A couple months later, he had another dreadful forewarning.

At one o’clock on June 4, 1918, I was sitting in my dugout in the front line. Suddenly I thought of John, and for some inexplicable reason I wanted to cry, and did. In due course I received the news of his death in action at exactly one o’clock on June the fourth.

Several weeks after John’s death, Rathbone went to his commanding officer with an idea. Since nighttime reconnaissance wasn’t working, Rathbone had a better notion. He wanted to do a daytime reconnaissance mission, but this time as a tree. He and three of his friends took burnt cork and applied it to their faces along with small branches to their bodies. At 5:00 am, the four soldiers crawled very slowly into no man’s land. They managed to get to the German lines when a German finally noticed them.

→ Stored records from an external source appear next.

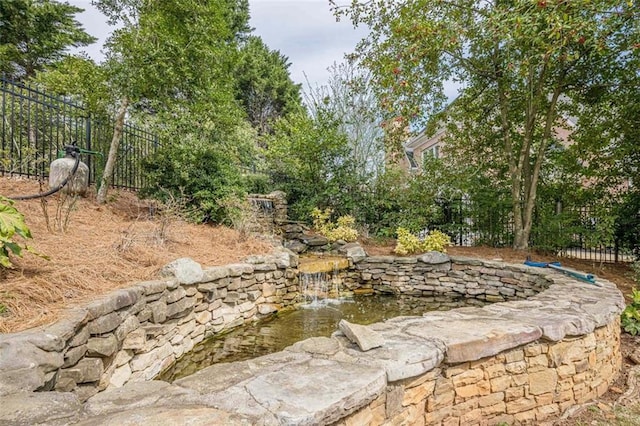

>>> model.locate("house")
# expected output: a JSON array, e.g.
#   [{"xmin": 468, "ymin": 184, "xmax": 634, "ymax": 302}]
[
  {"xmin": 400, "ymin": 111, "xmax": 577, "ymax": 173},
  {"xmin": 400, "ymin": 127, "xmax": 446, "ymax": 173}
]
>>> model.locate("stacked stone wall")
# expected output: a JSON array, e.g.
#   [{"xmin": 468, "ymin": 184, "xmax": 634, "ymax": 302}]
[
  {"xmin": 343, "ymin": 254, "xmax": 550, "ymax": 303},
  {"xmin": 247, "ymin": 191, "xmax": 288, "ymax": 234},
  {"xmin": 0, "ymin": 253, "xmax": 299, "ymax": 400},
  {"xmin": 0, "ymin": 251, "xmax": 624, "ymax": 426},
  {"xmin": 336, "ymin": 320, "xmax": 622, "ymax": 426}
]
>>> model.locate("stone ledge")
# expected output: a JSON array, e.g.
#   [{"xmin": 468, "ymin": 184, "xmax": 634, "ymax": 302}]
[{"xmin": 0, "ymin": 253, "xmax": 624, "ymax": 424}]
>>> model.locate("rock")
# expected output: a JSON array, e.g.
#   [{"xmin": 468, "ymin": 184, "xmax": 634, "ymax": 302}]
[
  {"xmin": 160, "ymin": 257, "xmax": 204, "ymax": 284},
  {"xmin": 77, "ymin": 406, "xmax": 254, "ymax": 426},
  {"xmin": 338, "ymin": 243, "xmax": 367, "ymax": 263},
  {"xmin": 284, "ymin": 240, "xmax": 307, "ymax": 254},
  {"xmin": 201, "ymin": 266, "xmax": 229, "ymax": 283},
  {"xmin": 418, "ymin": 251, "xmax": 451, "ymax": 265},
  {"xmin": 87, "ymin": 334, "xmax": 118, "ymax": 357},
  {"xmin": 302, "ymin": 235, "xmax": 329, "ymax": 247},
  {"xmin": 0, "ymin": 333, "xmax": 64, "ymax": 395},
  {"xmin": 404, "ymin": 308, "xmax": 542, "ymax": 364},
  {"xmin": 85, "ymin": 380, "xmax": 193, "ymax": 416},
  {"xmin": 338, "ymin": 320, "xmax": 384, "ymax": 352},
  {"xmin": 0, "ymin": 392, "xmax": 82, "ymax": 426},
  {"xmin": 87, "ymin": 312, "xmax": 122, "ymax": 334}
]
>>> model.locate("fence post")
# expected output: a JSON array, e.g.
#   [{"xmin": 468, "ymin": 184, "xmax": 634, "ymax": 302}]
[{"xmin": 84, "ymin": 114, "xmax": 94, "ymax": 183}]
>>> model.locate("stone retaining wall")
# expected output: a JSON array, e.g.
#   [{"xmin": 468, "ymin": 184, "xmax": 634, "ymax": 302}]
[
  {"xmin": 0, "ymin": 252, "xmax": 624, "ymax": 426},
  {"xmin": 336, "ymin": 321, "xmax": 621, "ymax": 426},
  {"xmin": 0, "ymin": 252, "xmax": 299, "ymax": 400},
  {"xmin": 343, "ymin": 252, "xmax": 550, "ymax": 303}
]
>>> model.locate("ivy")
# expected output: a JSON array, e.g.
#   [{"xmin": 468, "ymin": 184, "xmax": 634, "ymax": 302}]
[{"xmin": 0, "ymin": 196, "xmax": 45, "ymax": 268}]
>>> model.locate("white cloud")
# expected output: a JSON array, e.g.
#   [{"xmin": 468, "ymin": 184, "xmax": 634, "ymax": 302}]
[
  {"xmin": 250, "ymin": 0, "xmax": 366, "ymax": 86},
  {"xmin": 68, "ymin": 0, "xmax": 366, "ymax": 86}
]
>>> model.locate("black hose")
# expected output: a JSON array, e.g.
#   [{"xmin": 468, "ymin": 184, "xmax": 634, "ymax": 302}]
[{"xmin": 7, "ymin": 153, "xmax": 80, "ymax": 200}]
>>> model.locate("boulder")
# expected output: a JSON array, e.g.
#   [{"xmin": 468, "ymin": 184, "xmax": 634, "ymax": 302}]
[
  {"xmin": 160, "ymin": 257, "xmax": 204, "ymax": 284},
  {"xmin": 418, "ymin": 251, "xmax": 451, "ymax": 265},
  {"xmin": 338, "ymin": 320, "xmax": 384, "ymax": 352},
  {"xmin": 338, "ymin": 243, "xmax": 367, "ymax": 263}
]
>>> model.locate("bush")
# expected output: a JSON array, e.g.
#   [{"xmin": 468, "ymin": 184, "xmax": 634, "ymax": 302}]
[
  {"xmin": 140, "ymin": 144, "xmax": 246, "ymax": 223},
  {"xmin": 311, "ymin": 208, "xmax": 358, "ymax": 242},
  {"xmin": 0, "ymin": 196, "xmax": 46, "ymax": 268},
  {"xmin": 620, "ymin": 288, "xmax": 640, "ymax": 336},
  {"xmin": 393, "ymin": 228, "xmax": 451, "ymax": 256}
]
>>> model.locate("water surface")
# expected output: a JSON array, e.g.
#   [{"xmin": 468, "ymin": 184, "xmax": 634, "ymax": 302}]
[{"xmin": 158, "ymin": 295, "xmax": 477, "ymax": 382}]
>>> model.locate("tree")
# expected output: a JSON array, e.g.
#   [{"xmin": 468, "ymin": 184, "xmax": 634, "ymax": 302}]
[
  {"xmin": 0, "ymin": 0, "xmax": 96, "ymax": 80},
  {"xmin": 334, "ymin": 0, "xmax": 640, "ymax": 249},
  {"xmin": 264, "ymin": 109, "xmax": 359, "ymax": 220},
  {"xmin": 91, "ymin": 0, "xmax": 245, "ymax": 203},
  {"xmin": 236, "ymin": 36, "xmax": 301, "ymax": 135},
  {"xmin": 305, "ymin": 59, "xmax": 384, "ymax": 181}
]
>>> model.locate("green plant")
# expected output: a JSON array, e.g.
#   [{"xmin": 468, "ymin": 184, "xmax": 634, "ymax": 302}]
[
  {"xmin": 393, "ymin": 228, "xmax": 422, "ymax": 256},
  {"xmin": 0, "ymin": 196, "xmax": 45, "ymax": 268},
  {"xmin": 620, "ymin": 287, "xmax": 640, "ymax": 336},
  {"xmin": 311, "ymin": 208, "xmax": 358, "ymax": 242},
  {"xmin": 393, "ymin": 228, "xmax": 451, "ymax": 256},
  {"xmin": 422, "ymin": 229, "xmax": 451, "ymax": 253}
]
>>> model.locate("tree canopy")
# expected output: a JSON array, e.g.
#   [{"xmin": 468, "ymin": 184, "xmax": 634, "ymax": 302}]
[
  {"xmin": 334, "ymin": 0, "xmax": 640, "ymax": 248},
  {"xmin": 236, "ymin": 36, "xmax": 300, "ymax": 134},
  {"xmin": 0, "ymin": 0, "xmax": 96, "ymax": 80}
]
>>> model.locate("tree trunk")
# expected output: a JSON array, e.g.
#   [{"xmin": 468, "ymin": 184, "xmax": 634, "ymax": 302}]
[{"xmin": 96, "ymin": 97, "xmax": 129, "ymax": 204}]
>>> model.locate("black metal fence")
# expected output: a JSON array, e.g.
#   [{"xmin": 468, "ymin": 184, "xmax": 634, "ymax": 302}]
[
  {"xmin": 433, "ymin": 199, "xmax": 634, "ymax": 262},
  {"xmin": 0, "ymin": 78, "xmax": 158, "ymax": 189}
]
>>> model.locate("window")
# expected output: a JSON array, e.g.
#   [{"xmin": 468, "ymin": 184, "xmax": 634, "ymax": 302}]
[{"xmin": 422, "ymin": 145, "xmax": 440, "ymax": 163}]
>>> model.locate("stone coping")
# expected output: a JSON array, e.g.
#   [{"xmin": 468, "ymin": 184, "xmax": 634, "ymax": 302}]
[{"xmin": 0, "ymin": 256, "xmax": 625, "ymax": 425}]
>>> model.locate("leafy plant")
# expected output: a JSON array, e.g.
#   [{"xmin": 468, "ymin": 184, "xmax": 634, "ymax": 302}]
[
  {"xmin": 311, "ymin": 208, "xmax": 358, "ymax": 242},
  {"xmin": 422, "ymin": 229, "xmax": 451, "ymax": 253},
  {"xmin": 0, "ymin": 196, "xmax": 44, "ymax": 268},
  {"xmin": 393, "ymin": 228, "xmax": 451, "ymax": 256},
  {"xmin": 620, "ymin": 287, "xmax": 640, "ymax": 336},
  {"xmin": 393, "ymin": 228, "xmax": 422, "ymax": 256}
]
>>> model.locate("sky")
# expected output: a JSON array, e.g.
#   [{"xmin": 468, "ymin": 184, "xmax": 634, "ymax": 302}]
[{"xmin": 67, "ymin": 0, "xmax": 366, "ymax": 89}]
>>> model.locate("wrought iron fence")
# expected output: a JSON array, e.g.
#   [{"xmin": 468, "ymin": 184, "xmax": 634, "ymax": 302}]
[
  {"xmin": 0, "ymin": 78, "xmax": 159, "ymax": 189},
  {"xmin": 433, "ymin": 199, "xmax": 634, "ymax": 262}
]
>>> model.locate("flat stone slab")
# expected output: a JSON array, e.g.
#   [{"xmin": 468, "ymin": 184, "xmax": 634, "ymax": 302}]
[
  {"xmin": 173, "ymin": 351, "xmax": 311, "ymax": 394},
  {"xmin": 285, "ymin": 330, "xmax": 446, "ymax": 382},
  {"xmin": 85, "ymin": 380, "xmax": 199, "ymax": 415},
  {"xmin": 0, "ymin": 392, "xmax": 82, "ymax": 426},
  {"xmin": 402, "ymin": 308, "xmax": 542, "ymax": 364},
  {"xmin": 75, "ymin": 406, "xmax": 256, "ymax": 426},
  {"xmin": 180, "ymin": 352, "xmax": 387, "ymax": 425},
  {"xmin": 338, "ymin": 320, "xmax": 384, "ymax": 352}
]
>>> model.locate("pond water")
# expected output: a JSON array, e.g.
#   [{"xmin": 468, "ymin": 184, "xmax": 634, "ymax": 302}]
[{"xmin": 157, "ymin": 295, "xmax": 481, "ymax": 382}]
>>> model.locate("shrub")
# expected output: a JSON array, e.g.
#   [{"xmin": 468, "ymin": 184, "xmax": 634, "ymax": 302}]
[
  {"xmin": 393, "ymin": 228, "xmax": 451, "ymax": 256},
  {"xmin": 620, "ymin": 288, "xmax": 640, "ymax": 336},
  {"xmin": 311, "ymin": 208, "xmax": 358, "ymax": 242},
  {"xmin": 140, "ymin": 144, "xmax": 246, "ymax": 223},
  {"xmin": 393, "ymin": 228, "xmax": 422, "ymax": 256},
  {"xmin": 0, "ymin": 196, "xmax": 45, "ymax": 268}
]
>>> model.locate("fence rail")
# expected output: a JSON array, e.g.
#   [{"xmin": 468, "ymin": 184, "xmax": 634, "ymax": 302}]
[
  {"xmin": 0, "ymin": 78, "xmax": 159, "ymax": 189},
  {"xmin": 433, "ymin": 199, "xmax": 634, "ymax": 262}
]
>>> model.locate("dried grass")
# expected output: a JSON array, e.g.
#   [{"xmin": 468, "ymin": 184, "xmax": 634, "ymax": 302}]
[{"xmin": 0, "ymin": 178, "xmax": 272, "ymax": 333}]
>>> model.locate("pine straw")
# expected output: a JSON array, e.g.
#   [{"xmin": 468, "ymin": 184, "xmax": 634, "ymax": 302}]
[{"xmin": 0, "ymin": 178, "xmax": 272, "ymax": 333}]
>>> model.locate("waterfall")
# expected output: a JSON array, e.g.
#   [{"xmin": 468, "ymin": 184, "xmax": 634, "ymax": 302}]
[{"xmin": 299, "ymin": 261, "xmax": 341, "ymax": 307}]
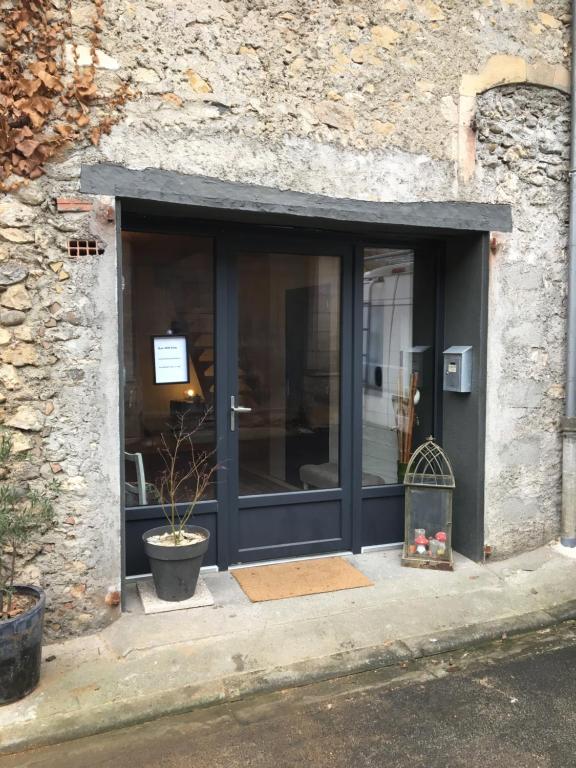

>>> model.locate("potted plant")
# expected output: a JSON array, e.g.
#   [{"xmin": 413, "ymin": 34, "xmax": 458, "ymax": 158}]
[
  {"xmin": 142, "ymin": 411, "xmax": 218, "ymax": 602},
  {"xmin": 0, "ymin": 431, "xmax": 58, "ymax": 704}
]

Suddenly there were footsteps and a German soldier came into view behind the next traverse. He stopped suddenly, struck dumb, no doubt, by our strange appearance. Capturing him was out of the question; we were too far away from home. But before he could pull himself together and spread the alarm, I shot him twice with my revolver… Tanner tore the identification tags off his uniform and I rifled his pockets, stuffing a diary and some papers into my camouflage suit… We scaled the parapet, forced our way through the barbed wire… and had hardly reached it when two machine guns opened a cross fire on us.

Rathbone’s debut as an actor on a battlefield in France won him the Military Cross. As I read about his heroics, all that I could think of was from Macbeth, when Birnam Wood came to Dunsinane. That is what Rathbone did.

This tree was at Birnam Wood when Shakespeare wrote Macbeth.

I’ll never forget Basil Rathbone as Sherlock Holmes, but he was even a better actor when Birnam Wood came to Dunsinane.